This had irritated Anna. She saw in this a contemptuous reference to her occupations. And she had bethought her of a phrase to pay him back for the pain he had inflicted upon her, and had uttered it.

`I don't expect you to understand me, my feelings, as anyone who loved me might, but simple delicacy I did expect,' she had said.

And he had actually flushed with vexation, and had said something unpleasant. She could not recall her answer, but at that point, with an unmistakable desire to wound her too, he had said:

`I feel no interest in your infatuation over this girl, that's true, because I see it's unnatural.'

The cruelty with which he shattered the world she had built up for herself so laboriously to enable her to endure her hard life, the injustice with which he had accused her of affectation, of artificiality, aroused her.

`I am very sorry that nothing but the coarse and material is comprehensible and natural to you,' she had said, and walked out of the room.

When he had come in to her yesterday evening, they had not referred to the quarrel; both felt that the quarrel had been smoothed over, but was not at an end.

Today he had not been at home all day, and she felt so lonely and wretched in being on bad terms with him that she wanted to forget it all, to forgive him, and be reconciled with him; she wanted to throw the blame on herself and to justify him.

`I am myself to blame. I'm irritable, I'm insanely jealous. I will make it up with him, and we'll go away to the country; there I shall be more at peace,' she said to herself.

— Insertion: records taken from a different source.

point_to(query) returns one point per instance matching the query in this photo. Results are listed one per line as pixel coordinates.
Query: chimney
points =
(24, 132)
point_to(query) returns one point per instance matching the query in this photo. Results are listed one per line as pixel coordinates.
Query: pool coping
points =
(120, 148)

`Unnatural!' She suddenly recalled the word that had stung her most of all, not so much the word itself as the intent to wound her with which it was said. `I know what he meant; he meant - unnatural, not loving my own daughter to love another person's child. What does he know of love for children, of my love for Seriozha, whom I've sacrificed for him? But that wish to wound me! No, he loves another woman, it can't be otherwise.'

And perceiving that, while trying to regain her peace of mind, she had gone round the same circle that she had been round so often before, and had come back to her former state of exasperation, she was horrified at herself. `Can it be impossible? Can I really take the blame on myself?' she said to herself, and began again from the beginning. `He's truthful, he's honest, he loves me. I love him, and in a few days the divorce will come. What more do I want? I want peace of mind and trust, and I will take the blame on myself. Yes, now when he comes in, I will tell him I was wrong, though I was not wrong, and we will go away.'

And to escape thinking any more, and being overcome by irritability, she rang and ordered the boxes to be brought up for packing their things for the country.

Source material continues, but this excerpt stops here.